My daughter turned 21 on Thurs and I picked her up at the airport that night. She was telling her sister (also 21) that her friends took her out to drink and gave her a lot of alcohol as gifts, and she said she’s unlikely to drink most of it because it just makes her fat. She’s an athlete and works hard to stay in shape. She has a lot of friends who like to drink (obviously) but she’s always been the designated driver because she’s the youngest of the group.
She has the social life she wants but is in bed most often by 10 pm and up at 5. This semester she had to take 19 credits to graduate on time so the last 2 weeks have been nothing but projects and exams.
My other daughter doesn’t really like to drink either. She had a boyfriend who didn’t drink but now has one who does. She has no problem not drinking when her friends are.

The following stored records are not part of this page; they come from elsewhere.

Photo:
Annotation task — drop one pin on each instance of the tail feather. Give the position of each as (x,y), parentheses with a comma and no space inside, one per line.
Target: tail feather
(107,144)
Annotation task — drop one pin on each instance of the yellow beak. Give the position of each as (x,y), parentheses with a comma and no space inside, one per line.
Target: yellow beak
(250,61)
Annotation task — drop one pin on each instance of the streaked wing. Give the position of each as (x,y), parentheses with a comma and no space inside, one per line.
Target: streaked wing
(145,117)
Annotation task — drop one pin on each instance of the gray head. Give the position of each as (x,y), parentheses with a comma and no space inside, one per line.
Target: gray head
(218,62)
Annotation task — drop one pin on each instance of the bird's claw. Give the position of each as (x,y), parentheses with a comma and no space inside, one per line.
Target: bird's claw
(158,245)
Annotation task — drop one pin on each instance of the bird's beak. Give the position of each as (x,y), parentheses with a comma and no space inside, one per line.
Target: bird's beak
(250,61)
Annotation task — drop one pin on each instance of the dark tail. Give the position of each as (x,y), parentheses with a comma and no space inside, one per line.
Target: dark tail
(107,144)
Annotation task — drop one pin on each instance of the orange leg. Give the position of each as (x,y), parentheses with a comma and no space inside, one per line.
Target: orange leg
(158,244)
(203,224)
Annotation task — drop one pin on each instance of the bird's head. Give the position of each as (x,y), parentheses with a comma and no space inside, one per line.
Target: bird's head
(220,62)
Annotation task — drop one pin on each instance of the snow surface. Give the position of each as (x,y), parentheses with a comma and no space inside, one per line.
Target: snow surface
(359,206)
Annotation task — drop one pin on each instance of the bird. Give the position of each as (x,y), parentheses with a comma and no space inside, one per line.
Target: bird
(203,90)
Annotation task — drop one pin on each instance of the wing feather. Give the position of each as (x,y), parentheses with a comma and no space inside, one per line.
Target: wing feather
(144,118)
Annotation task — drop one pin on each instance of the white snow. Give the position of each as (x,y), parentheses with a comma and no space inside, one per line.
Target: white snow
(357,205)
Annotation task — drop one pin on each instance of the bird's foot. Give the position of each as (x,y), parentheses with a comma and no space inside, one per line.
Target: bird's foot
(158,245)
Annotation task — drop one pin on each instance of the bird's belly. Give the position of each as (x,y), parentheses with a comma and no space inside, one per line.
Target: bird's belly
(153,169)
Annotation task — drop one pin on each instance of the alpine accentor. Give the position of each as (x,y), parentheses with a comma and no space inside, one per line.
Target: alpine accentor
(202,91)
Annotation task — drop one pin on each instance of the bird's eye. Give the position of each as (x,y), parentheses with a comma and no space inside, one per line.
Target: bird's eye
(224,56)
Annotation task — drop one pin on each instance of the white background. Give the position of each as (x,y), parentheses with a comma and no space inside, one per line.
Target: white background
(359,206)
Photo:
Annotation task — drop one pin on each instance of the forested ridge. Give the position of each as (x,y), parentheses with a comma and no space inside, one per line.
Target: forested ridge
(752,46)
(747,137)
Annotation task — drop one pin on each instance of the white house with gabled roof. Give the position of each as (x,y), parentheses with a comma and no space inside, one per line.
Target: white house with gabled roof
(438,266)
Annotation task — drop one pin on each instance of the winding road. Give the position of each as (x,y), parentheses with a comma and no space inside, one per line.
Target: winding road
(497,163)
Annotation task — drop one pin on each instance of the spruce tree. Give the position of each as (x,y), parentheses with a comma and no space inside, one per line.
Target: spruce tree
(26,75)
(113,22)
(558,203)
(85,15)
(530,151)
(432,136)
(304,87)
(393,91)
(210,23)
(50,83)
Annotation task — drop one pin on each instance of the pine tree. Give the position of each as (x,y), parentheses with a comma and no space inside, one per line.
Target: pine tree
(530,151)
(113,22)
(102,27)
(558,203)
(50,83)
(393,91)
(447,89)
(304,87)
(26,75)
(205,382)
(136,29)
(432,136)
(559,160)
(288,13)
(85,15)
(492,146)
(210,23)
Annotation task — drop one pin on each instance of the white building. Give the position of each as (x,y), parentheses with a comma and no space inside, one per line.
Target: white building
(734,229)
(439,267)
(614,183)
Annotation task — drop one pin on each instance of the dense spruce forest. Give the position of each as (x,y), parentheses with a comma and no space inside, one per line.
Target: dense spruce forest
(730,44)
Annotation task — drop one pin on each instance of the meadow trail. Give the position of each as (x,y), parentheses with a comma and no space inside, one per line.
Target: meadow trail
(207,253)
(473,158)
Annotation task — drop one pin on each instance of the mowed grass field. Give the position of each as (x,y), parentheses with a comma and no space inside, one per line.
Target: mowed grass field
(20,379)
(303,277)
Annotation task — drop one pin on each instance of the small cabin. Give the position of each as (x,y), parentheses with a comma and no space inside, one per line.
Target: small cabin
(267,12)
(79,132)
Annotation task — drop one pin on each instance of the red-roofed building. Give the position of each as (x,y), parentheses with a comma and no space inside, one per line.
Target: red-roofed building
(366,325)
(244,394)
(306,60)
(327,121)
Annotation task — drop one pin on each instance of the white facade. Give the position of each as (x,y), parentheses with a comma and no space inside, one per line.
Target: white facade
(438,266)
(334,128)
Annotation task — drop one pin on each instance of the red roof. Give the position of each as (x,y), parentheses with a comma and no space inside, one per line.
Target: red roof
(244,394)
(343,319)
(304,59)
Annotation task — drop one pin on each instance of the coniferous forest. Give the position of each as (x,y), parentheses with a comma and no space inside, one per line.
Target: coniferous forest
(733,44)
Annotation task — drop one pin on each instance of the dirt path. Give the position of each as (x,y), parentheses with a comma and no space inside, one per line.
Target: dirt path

I want to chime in on kids able to make their own decisions. Purdue was mentioned in the first post and my daughter is a senior there. She’s never had any “trashy” behavior in or near her dorms. She lived on a women’s engineering floor her first year, a women’s dorm her second year and an apartment her third year. When she looked for her Freshman roommate she asked on the FB board for someone who wanted a party-free dorm room and I’m sure that made all the difference. If someone is finding massive amounts of alcohol and partying at Purdue it’s because they are looking for them not because it’s “rampant” and students can’t avoid it. Also, from a parent’s perspective the school’s a major bargain. We are darned happy with our daughter’s 3.5 years there, she definitely has done less partying that her parents… and we both went to small private colleges.
I’m not even in college yet, but as someone close to your child’s age I can assure you that ‘bad behavior’ will happen anywhere. No cardinal direction is safe from drinking or drugs. I’m not conservative or religious, but if you’ve raised your child to make good decisions then I don’t see what the problem is? I assume some of the parents here also went to college and drank and maybe even dabbled in drugs and you guys turned out all right. If you didn’t dabble you were around it perhaps. Either way, college is so important in not only academically shaping a young adult but also teaching them life lessons because right out of the gate at 22 they’re going to be on their own. I know it might be hard to let them fly the nest but just take solace in knowing you raised a good kid that is capable of saying no when they don’t want to do something.
The original concern by the OP was that public schools have more “trashy” behavior ( drinking etc) than private schools. I think we showed that this is not the case. These behaviors occur at both public and private schools…and there are students at both who choose to abstain.